Mlliyet Milliyet Blog Milliyet Blog
 
Facebook Connect
Blog Kategorileri
 

03 Mayıs '07

 
Kategori
Gündelik Yaşam
 

Atlas, ışık ve deniz

Atlas, ışık ve deniz
 

Kadıköy’de gün batıyor... Güneş karanlığa yenilip gitmenin acısıyla daha da bir kırmızılaşmış sanki kızıl ışığı gitgide büyüyor. Derken güneş kendisi de yanıyor kızıl sıcaklığından, ısısının ve kırmızılığının bir kısmını denize döküyor. Denizin üzerinde kızıla çalan bir yol oluyor ışık ve karşı kıyıya bir köprü gibi uzanıyor. Işıktan köprü öyle güzel ki, insanın adımını atıp yürüyesi geliyor. Sanki atlayıversem denize dibe doğru batmayacakmışım, ayaklarımı ışıktan köprüye basıp basıp yürüyüverecekmişim gibi hissediyorum bir an.
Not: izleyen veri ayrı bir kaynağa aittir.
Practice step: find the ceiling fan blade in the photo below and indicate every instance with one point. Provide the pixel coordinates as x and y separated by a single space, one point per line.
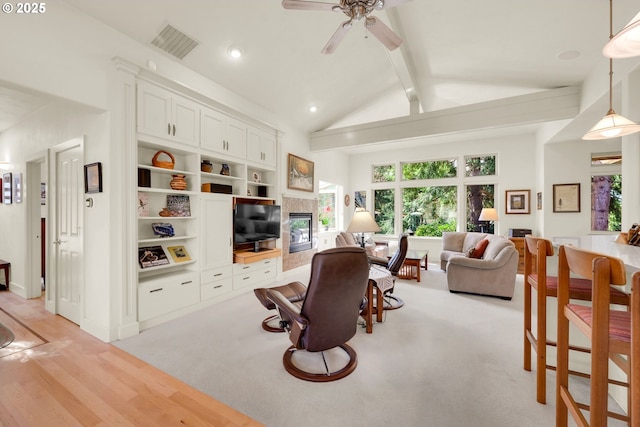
307 5
393 3
383 33
337 37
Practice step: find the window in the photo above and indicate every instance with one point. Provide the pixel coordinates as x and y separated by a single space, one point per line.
479 197
430 170
606 192
606 202
384 173
480 166
384 209
429 211
327 197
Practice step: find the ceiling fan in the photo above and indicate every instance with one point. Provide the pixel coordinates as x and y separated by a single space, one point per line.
355 10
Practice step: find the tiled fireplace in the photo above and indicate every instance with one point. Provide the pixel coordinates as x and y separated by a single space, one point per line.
303 242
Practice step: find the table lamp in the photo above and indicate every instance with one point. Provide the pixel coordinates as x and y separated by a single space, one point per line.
488 215
362 222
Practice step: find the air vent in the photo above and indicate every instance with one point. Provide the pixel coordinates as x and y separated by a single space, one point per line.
174 42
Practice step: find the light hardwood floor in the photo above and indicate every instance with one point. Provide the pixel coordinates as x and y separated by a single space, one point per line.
54 374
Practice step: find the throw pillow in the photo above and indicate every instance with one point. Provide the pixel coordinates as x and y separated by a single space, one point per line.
479 249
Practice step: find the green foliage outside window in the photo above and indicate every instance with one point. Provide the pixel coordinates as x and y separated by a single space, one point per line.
480 166
384 210
430 170
606 202
384 173
429 211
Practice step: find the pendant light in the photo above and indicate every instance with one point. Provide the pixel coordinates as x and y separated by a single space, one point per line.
612 125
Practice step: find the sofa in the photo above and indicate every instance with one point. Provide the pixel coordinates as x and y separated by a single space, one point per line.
479 263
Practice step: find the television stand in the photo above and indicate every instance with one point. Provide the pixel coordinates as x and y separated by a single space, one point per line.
249 256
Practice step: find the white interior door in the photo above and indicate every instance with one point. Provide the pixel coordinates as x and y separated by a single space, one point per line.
68 232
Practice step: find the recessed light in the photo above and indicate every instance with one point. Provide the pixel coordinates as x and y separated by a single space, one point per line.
569 54
234 51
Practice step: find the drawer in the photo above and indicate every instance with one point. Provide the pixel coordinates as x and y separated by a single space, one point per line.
213 289
216 274
245 268
253 278
167 294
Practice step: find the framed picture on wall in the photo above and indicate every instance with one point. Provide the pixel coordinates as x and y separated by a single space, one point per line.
7 190
93 178
566 197
300 173
517 201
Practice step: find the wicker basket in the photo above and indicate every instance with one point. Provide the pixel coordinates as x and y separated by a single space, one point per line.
161 163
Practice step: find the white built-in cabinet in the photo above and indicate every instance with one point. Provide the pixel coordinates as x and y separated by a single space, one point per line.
191 131
165 114
223 134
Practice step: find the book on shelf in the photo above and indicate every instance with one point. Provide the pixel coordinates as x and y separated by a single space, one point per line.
178 205
152 256
143 204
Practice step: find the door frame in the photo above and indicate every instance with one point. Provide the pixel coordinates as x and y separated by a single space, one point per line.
52 219
34 238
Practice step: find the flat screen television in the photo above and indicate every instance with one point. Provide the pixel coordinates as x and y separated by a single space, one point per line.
255 224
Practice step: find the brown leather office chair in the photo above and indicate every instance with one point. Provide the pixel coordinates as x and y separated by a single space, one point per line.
614 335
328 315
536 276
393 265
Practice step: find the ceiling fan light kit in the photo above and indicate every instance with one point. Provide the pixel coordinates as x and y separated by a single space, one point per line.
356 10
612 125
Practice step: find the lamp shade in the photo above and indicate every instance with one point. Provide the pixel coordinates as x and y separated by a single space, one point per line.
611 126
626 43
362 222
488 214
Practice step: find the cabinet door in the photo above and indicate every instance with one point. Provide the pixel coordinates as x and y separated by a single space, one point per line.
154 110
213 130
261 147
186 121
217 226
236 138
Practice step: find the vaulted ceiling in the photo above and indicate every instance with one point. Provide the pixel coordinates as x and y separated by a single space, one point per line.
455 53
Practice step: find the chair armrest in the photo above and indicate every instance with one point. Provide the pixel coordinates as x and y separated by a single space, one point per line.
286 306
379 261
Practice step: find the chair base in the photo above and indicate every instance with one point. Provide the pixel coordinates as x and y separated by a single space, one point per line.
393 305
325 377
266 324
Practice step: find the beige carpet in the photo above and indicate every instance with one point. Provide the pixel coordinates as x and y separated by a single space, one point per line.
442 360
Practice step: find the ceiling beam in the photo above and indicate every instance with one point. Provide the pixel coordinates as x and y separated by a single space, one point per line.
538 107
403 65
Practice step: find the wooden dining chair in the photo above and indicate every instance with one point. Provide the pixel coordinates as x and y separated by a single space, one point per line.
536 252
612 336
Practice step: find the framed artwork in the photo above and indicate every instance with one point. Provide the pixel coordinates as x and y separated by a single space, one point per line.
93 178
179 253
7 191
360 199
17 188
300 173
152 256
517 201
566 197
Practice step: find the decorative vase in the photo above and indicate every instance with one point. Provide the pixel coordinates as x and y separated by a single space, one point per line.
206 166
178 182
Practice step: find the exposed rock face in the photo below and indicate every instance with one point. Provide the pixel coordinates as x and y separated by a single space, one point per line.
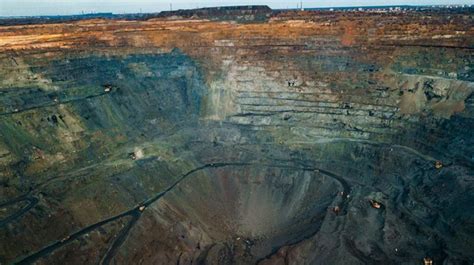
183 142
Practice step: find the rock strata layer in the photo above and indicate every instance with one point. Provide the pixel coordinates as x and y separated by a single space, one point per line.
184 141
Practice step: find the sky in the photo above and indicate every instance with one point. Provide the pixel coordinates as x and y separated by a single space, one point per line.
69 7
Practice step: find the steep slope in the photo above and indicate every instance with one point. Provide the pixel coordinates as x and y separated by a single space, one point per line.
191 141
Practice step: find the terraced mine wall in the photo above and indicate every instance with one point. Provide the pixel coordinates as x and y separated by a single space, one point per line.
190 141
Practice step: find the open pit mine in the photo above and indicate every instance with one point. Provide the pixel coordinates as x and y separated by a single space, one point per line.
238 135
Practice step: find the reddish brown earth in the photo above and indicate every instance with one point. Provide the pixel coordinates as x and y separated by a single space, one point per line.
184 141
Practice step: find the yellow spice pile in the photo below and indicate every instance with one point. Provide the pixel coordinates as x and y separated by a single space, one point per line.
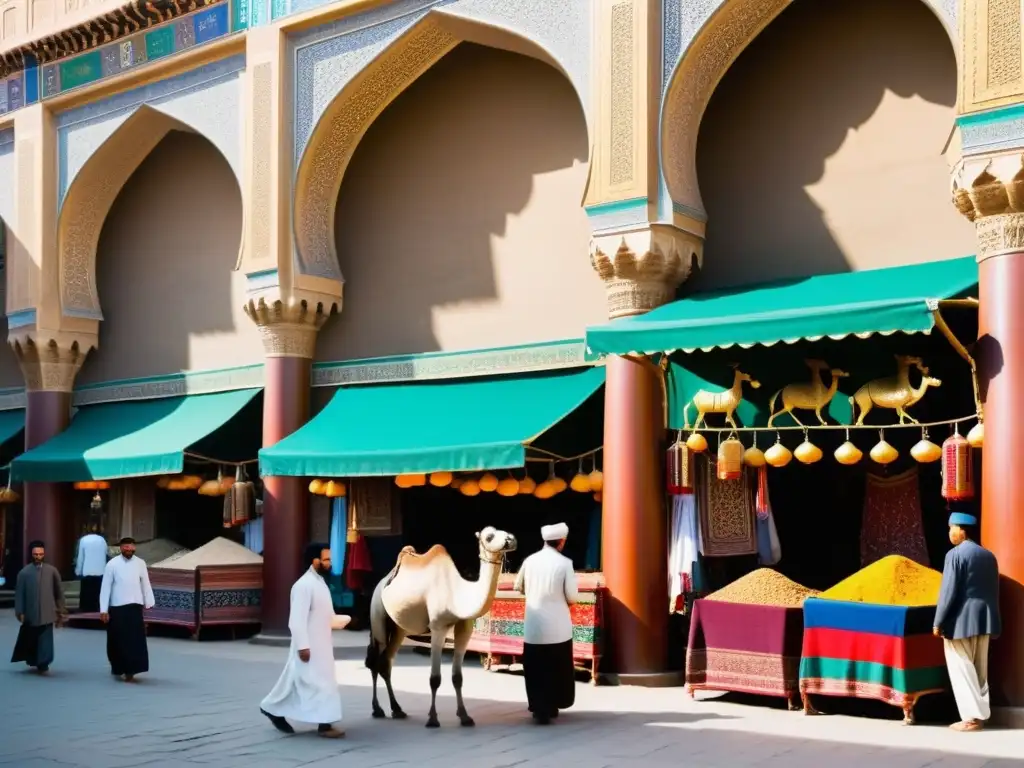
763 587
891 581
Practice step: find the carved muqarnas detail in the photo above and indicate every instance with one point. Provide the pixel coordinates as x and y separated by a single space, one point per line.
289 329
129 18
641 272
49 367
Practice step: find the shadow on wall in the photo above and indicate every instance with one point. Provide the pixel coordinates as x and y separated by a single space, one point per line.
823 147
459 222
165 266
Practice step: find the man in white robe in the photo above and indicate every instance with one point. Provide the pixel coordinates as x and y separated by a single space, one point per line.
307 689
548 582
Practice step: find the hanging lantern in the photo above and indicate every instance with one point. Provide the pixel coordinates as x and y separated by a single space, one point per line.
730 459
778 455
696 442
925 451
679 468
335 489
957 468
754 457
976 437
440 479
807 452
883 453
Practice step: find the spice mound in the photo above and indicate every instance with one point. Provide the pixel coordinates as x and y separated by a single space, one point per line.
891 581
763 587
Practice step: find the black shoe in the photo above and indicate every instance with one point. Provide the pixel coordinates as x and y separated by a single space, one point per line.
279 722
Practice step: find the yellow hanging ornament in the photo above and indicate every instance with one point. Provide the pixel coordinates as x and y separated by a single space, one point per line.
778 455
883 453
925 451
807 452
848 454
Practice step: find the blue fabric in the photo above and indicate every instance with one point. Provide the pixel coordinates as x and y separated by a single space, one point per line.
593 559
839 614
969 600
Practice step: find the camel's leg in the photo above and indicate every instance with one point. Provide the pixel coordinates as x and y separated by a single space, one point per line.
437 635
387 662
463 631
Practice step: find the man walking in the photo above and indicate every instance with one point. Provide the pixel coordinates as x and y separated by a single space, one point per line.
968 614
124 594
307 689
39 603
548 581
89 565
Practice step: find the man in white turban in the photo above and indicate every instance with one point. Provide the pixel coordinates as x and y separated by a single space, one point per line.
548 581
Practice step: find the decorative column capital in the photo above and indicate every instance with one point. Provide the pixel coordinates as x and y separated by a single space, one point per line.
989 192
288 327
50 363
642 267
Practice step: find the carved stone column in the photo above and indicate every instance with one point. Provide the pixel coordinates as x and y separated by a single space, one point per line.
49 367
990 193
289 330
641 268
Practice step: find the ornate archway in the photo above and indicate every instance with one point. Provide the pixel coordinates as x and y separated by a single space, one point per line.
709 48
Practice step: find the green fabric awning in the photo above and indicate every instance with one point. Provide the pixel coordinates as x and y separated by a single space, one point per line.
455 425
129 439
877 301
11 423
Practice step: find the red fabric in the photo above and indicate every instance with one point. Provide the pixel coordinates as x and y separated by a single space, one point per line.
892 519
357 564
915 651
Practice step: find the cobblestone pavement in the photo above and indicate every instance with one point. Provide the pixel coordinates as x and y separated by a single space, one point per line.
200 707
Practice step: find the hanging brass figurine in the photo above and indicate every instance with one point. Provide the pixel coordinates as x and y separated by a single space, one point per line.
811 395
720 402
894 391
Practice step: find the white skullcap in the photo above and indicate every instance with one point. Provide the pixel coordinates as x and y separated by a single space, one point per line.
555 532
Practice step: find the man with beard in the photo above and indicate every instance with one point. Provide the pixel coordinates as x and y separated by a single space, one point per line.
307 689
124 594
39 604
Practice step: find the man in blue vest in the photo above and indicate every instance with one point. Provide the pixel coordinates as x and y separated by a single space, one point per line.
967 616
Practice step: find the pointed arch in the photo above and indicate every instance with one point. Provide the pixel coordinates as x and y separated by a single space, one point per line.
341 126
709 49
90 195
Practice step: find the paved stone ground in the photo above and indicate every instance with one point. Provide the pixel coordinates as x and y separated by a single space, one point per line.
199 708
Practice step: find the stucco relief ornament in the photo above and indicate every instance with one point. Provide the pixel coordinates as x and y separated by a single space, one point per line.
641 269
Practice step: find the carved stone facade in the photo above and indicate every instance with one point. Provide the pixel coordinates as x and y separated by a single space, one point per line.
641 268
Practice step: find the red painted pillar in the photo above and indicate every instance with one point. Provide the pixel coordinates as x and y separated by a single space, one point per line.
634 532
1000 358
286 504
46 514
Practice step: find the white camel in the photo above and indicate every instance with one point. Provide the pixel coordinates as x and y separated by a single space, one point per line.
425 594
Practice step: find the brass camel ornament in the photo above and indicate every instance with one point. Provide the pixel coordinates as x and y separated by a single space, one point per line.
811 395
894 392
720 402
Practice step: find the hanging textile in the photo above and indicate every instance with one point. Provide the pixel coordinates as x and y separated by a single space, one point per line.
593 559
253 532
769 548
892 522
684 559
726 512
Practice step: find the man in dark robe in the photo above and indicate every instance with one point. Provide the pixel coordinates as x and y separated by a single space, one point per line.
548 581
124 595
39 604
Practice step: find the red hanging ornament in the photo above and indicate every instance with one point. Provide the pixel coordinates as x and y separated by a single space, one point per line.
679 472
957 469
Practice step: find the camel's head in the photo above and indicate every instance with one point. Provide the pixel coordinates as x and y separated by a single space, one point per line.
495 542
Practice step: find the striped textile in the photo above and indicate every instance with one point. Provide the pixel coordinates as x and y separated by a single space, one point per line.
886 652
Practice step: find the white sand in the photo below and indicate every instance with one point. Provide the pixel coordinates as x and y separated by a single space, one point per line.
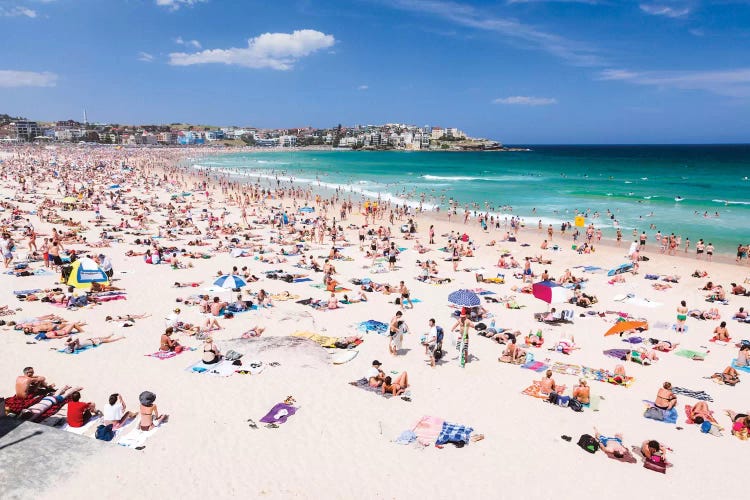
339 445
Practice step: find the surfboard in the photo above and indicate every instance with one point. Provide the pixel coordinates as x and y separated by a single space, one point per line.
344 356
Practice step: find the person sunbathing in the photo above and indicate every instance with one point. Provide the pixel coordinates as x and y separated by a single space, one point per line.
395 387
611 445
73 344
61 395
29 384
721 333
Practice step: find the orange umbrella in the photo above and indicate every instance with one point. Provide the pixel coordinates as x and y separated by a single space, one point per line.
624 326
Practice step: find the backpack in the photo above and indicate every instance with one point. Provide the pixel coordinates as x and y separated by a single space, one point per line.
105 432
575 405
588 443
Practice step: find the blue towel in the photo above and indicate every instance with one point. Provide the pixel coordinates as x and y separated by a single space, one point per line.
454 433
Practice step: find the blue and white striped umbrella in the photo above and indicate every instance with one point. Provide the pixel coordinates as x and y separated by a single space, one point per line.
230 281
464 298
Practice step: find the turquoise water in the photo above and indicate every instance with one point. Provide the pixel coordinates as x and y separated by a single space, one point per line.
638 184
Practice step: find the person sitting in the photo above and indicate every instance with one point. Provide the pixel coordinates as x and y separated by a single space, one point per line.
211 353
168 344
58 397
611 446
395 387
654 451
741 314
665 398
721 333
114 413
743 356
582 392
29 384
729 376
150 417
375 376
333 302
80 412
547 383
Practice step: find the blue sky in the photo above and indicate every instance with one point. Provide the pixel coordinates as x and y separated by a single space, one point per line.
520 71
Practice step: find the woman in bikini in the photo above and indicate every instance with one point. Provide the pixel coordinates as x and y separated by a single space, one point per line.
150 417
681 316
395 387
665 398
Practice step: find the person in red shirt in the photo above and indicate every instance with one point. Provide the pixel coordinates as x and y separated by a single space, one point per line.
79 412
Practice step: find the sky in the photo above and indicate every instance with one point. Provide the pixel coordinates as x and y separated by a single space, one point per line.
517 71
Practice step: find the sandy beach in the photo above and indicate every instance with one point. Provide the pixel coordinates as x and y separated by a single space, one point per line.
340 441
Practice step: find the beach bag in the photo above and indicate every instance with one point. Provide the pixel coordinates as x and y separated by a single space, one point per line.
654 413
575 405
588 443
105 432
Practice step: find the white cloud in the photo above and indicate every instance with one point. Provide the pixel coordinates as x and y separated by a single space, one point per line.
733 82
665 10
523 100
12 78
17 11
468 16
270 50
190 43
176 4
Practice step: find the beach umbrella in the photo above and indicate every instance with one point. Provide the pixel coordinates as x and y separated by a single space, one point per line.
464 298
624 326
85 271
550 292
230 282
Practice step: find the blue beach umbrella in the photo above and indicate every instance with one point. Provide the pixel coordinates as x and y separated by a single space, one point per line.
464 298
230 281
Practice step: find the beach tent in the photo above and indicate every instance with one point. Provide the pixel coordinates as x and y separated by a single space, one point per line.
464 298
85 271
624 326
550 292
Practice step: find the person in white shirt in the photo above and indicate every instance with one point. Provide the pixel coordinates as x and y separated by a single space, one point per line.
114 413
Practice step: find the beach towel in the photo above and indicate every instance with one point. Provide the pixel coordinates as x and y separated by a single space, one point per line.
167 354
537 366
279 414
690 354
689 415
700 395
137 438
566 368
745 369
222 368
77 351
454 433
670 416
372 325
428 429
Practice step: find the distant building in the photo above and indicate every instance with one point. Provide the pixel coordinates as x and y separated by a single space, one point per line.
26 130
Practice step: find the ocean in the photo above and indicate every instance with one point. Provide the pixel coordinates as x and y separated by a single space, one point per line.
695 191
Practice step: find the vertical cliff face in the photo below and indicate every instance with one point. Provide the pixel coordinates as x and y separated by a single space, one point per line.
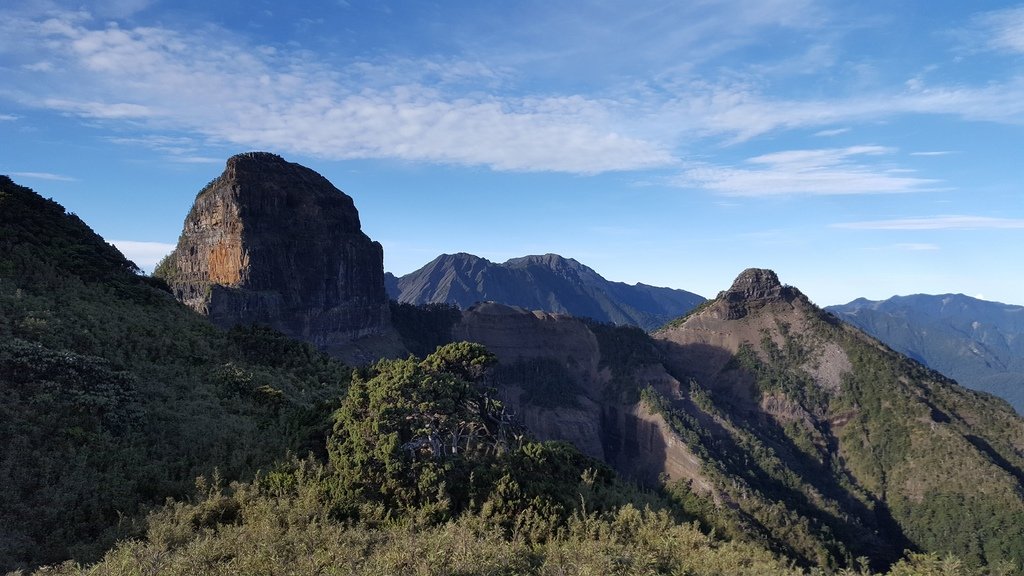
275 243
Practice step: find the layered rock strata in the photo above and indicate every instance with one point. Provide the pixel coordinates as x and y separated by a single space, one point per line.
272 242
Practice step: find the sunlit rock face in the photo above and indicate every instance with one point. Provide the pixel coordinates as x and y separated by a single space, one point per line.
275 243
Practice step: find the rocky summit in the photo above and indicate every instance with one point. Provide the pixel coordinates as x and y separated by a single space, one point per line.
548 282
755 287
272 242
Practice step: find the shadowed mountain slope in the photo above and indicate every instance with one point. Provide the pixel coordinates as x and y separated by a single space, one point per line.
116 397
548 282
977 342
273 242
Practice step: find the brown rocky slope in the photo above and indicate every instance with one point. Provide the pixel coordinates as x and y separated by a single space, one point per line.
272 242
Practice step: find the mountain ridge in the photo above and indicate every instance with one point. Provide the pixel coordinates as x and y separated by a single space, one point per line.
547 282
980 343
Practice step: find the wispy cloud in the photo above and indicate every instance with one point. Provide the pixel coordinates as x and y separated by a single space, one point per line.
220 88
805 172
485 111
44 176
832 132
1003 30
937 222
916 246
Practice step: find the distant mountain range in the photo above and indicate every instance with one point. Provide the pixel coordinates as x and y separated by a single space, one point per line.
977 342
549 283
757 416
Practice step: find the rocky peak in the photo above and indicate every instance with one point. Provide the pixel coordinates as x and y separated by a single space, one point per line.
755 287
273 242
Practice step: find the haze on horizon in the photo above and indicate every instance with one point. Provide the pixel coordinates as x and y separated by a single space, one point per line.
864 150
Yaşadığım anın kabuğunu kırıp atlıyorum ışıklı yolun taşlarına. O taşlara güvenle basıp denizin kokusunu içime çeke çeke yürüyorum. Ellerimde yaşadığımız iklimin kara taşları var. Onları denize atıp kurtulmak istiyorum ama denizi de kirletmekten korkuyorum hayatın kokuşmuş taşlarıyla. O taşların içinde nefret, hoşgörüsüzlük, sevgisizlik, tahammülsüzlük, saygısızlık ve duyarlı bir insanın ruhuna işkence edecek bilumum kötülük var. Taşları avucumun içinde sıkıyorum. Onları atıp denizi de kirletmek istemiyorum. Etrafımdaki güzelliklere dalıp ellerimde ve yüreğimde gittikçe büyüyen kara taşların varlığını unutmak istiyorum ama o kadar ağırlar ki unutamıyorum bir türlü.

Aklıma dünyayı sırtında taşımaya mahkûm edilmiş Atlas’ın öyküsü geliyor. O an bende bir Atlas oluyorum. Eski Yunan Tanrılarının Titan soyundan dev Atlas’ın tüm dünyayı sonsuza dek sırtında taşımaya mahkum olduğunu bilerek yaşamak zorunda oluşunun acısı içimi burkuyor. Atlas, Eski Yunanlıların zihinlerinde yarattıkları bir Tanrıydı, ama Eskiçağ’ın tüm kadim Tanrıları ve kahramanları gibi o da yaşamın içinden alıyordu varlığını. Eski Yunanlılar daha o zamandan bazı insanların sonsuzluk kadar ağır yükleri hayatları boyunca sırtlarında taşımaya yazgılı olduğunu biliyorlardı ve onun için Atlas’ı yarattılar zengin düş dünyalarında. Atlas, yaşadığı iklimin kara taşlarının ağırlığını avuçlarında hisseden ve o taşları hayatlarının içinden uzaklaştırmanın düşünü kuran tüm insanların çaresizliğinin ve acısının bir simgesi oldu.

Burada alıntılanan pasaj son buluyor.